Um dos motivos desta quebra pode prender-se com a ideia de que a crise já passou e de que não é preciso ajudar tanto agora. Mas é bom lembrar que ainda hoje o Banco Alimentar desta região ajuda mais de 10 mil pessoas.
Nos oito concelhos abrangidos pelo Banco Alimentar do Oeste participaram 1200 voluntários que recolheram os alimentos em 64 superfícies comerciais e em várias freguesias rurais, bem como na Praça da Fruta e no Mercado Santana.
A nível nacional a campanha envolve mais de 40 mil voluntários. I.V.

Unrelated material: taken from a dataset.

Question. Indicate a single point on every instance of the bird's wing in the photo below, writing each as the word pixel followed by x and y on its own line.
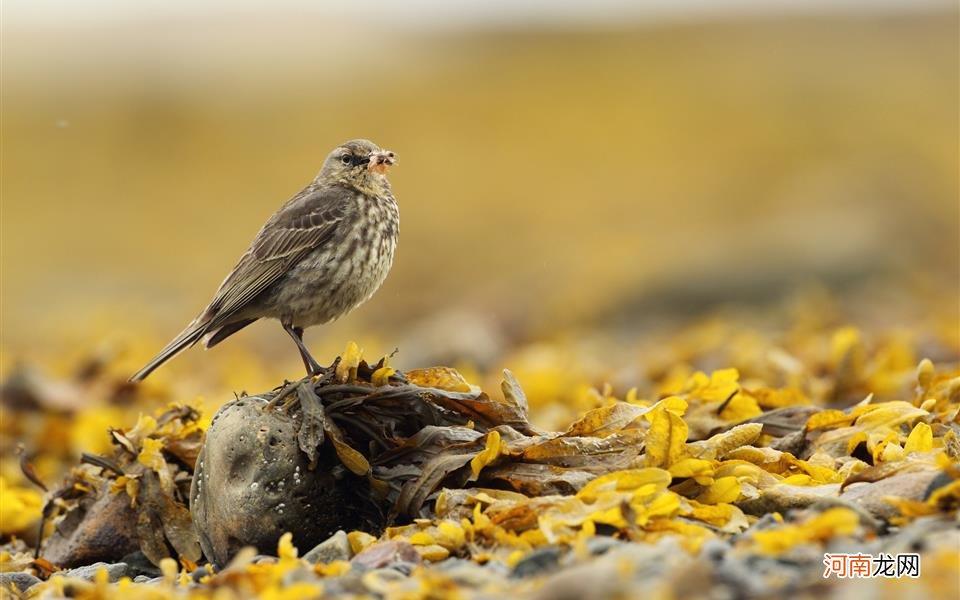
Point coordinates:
pixel 304 223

Desemprego no Oeste atinge novo mínimo histórico
Os índices do desemprego na região Oeste Norte voltaram a atingir novo mínimo histórico, com um total de 4.519 pessoas inscritas no Centro de Emprego com sede nas Caldas da Rainha, um número que é 21,6% mais baixo que o registado em Abril de 2017. Há 14 meses consecutivos que o número de inscritos neste centro de emprego diminui, segundo dados do IEFP.
No entanto, começam a surgir sinais de abrandamento, numa altura em que a taxa de desemprego na região se aproxima dos 5%, muito abaixo da meta do governo a nível nacional para este ano, que é de 7,6%.
Um desses sinais é que em relação a Março deste ano a descida foi de 0,9%. São menos 40 inscritos no conjunto dos concelhos das Caldas da Rainha, Alcobaça, Nazaré, Cadaval, Óbidos, Bombarral e Peniche do que em Março deste ano. E se nos primeiros quatro concelhos o número de desempregados baixou, nos três últimos houve uma inversão e o desemprego aumentou pelo segundo mês consecutivo.
Apesar deste abrandamento em Março e Abril, o mercado de trabalho continua em 2018 com um comportamento bastante positivo no Oeste Norte. O número de inscritos no centro de emprego era no final de Abril mais baixo em 12,6% que no final de 2017. Peniche e Alcobaça são os concelhos com maiores descidas do número de inscritos no centro de emprego desde o início deste ano, 20,7% e 16,8% respectivamente. Nas Caldas da Rainha o desemprego recuou 8% para 1.259 pessoas. Apenas em Óbidos o desemprego aumentou (13%) durante 2018, com mais 31 inscritos, num total de 269.
Em relação a Abril de 2017 o desemprego na região recuou mais de um quinto. Quase todos os concelhos contribuíram para este registo, com o Cadaval (46%) e Bombarral (32,1%) à cabeça. Nas Caldas da Rainha verificou-se uma descida de 23,4%. Óbidos foi o concelho que teve a descida menos acentuada, mesmo assim acima dos 20%. O único concelho onde o desemprego aumentou entre os meses de Abril de 2017 e 2018 foi o de Peniche, com uma subida de 6,8%. J.R.